Just last month, Google (NASDAQ: GOOGL ) sold Motorola to Lenovo for $2.9 billion, a move that seemingly took it out of the mobile handset space. But absent from that deal was Google's Project Ara, one of the company's moonshot ambitions, whose goal is to bring cheap smartphones to emerging markets -- one piece at a time.
Changing the rules of the game
The latest numbers from the International Data Corporation show that worldwide smartphone growth is slowing. Between 2012 and 2013, smartphone growth hit 39.2%, but in 2017 it's expected to be just 8.3% and fall to 6.2% in 2018.
Phone makers are scrambling to tap into emerging markets, where cost is one of the biggest factors keeping people from purchasing their first device. Google could have kept Motorola and created low-cost devices for these markets, but instead it's decided to try to change the way people think of smartphones.

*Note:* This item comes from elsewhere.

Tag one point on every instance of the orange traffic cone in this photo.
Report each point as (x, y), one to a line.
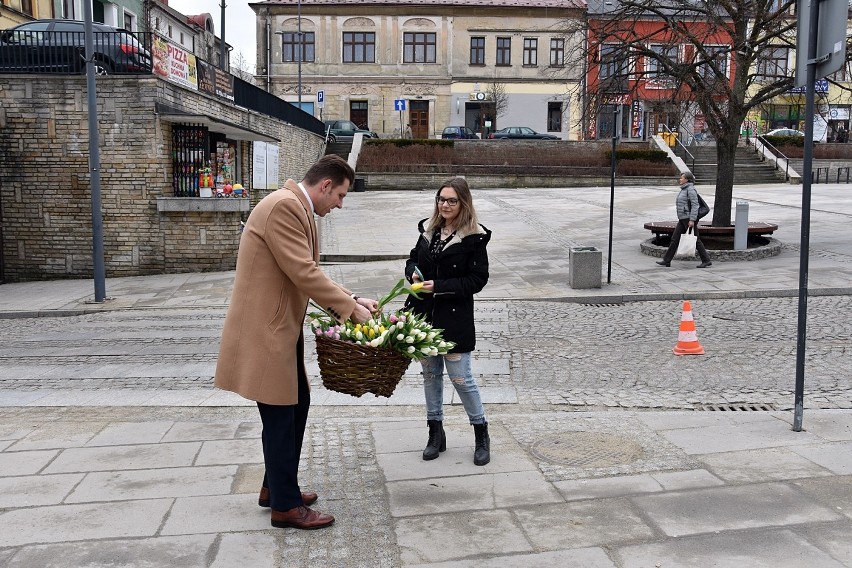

The idea behind Ara is to let people piece together their own smartphones by purchasing optional component upgrades. According to a recent Time article, Google expects the entry price for an Ara phone to be $50, which would have optional upgradable tiles that will clip into the back of the phone to improve features like data storage, battery life, the camera, and wireless connectivity.
The $50 base version, running Android obviously, wouldn't even have a data connection but would have Wi-Fi, and consumers could purchase extra components as they have the money. Nearly everything would be changeable about the device, including the screen and the processor.

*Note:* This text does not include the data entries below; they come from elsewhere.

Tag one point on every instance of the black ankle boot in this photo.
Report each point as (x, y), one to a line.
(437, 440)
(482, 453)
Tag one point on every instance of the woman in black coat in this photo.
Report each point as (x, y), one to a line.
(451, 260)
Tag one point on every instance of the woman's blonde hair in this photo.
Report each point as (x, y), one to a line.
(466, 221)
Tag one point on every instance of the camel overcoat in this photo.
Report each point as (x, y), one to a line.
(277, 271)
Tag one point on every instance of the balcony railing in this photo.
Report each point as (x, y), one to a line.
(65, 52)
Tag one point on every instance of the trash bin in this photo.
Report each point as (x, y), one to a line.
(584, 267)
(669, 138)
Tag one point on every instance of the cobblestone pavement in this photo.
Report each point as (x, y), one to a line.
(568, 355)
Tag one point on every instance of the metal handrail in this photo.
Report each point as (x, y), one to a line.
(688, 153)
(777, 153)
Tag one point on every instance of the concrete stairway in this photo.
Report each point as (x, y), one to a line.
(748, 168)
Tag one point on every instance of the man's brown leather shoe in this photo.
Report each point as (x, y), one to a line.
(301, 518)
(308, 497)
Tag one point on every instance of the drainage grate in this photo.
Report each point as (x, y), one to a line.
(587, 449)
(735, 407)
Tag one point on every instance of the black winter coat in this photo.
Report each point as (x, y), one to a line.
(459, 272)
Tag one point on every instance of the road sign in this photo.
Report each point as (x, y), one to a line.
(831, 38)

Aside from interchangeable components, the low price also sets the Ara devices apart from the current market. For comparison's sake, Nokia just introduced the Android-powered X smartphone, that's aimed at emerging markets and sells for about $120.
While the Nokia X is a much more capable phone than the introductory Ara will be, it's still more than twice the price. For people who are looking for smartphones but don't have a lot of money to spend, they could buy an Ara phone and then upgrade the components with new modules as they're able.

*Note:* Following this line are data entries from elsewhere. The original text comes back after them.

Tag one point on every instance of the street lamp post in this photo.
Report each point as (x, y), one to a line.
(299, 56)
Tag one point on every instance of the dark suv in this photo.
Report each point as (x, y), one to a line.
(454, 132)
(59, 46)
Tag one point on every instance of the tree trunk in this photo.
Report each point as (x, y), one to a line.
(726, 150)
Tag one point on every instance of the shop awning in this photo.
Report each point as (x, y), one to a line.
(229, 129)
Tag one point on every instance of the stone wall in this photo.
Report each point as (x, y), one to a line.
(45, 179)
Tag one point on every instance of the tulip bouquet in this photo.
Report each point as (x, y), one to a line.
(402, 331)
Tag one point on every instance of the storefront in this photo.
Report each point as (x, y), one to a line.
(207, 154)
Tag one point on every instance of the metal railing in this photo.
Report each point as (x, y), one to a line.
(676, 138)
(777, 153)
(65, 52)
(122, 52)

We're still a year away from seeing Project Ara bring its first phone to market, but Google is showing it's serious about the devices by scheduling a two-day Project Ara developer conference in April.
The smartphone space has always been competitive, and as the market's growth continues to slow, Google's unconventional path could give it an advantage in emerging markets. The company will need large acceptance of the modular approach, outside of enthusiasts looking to build their own phone, in order for Ara to be a success, though. That means the company will need to convince component makers to sell specially designed units for Ara devices.
If anyone knows how to get the world's tech companies to go tromping into unknown territory, it's Google. The company proved it could single-handedly change the software mobile landscape when it launched the Android OS years ago. Now, investors have to decide if Google can do the same thing with hardware.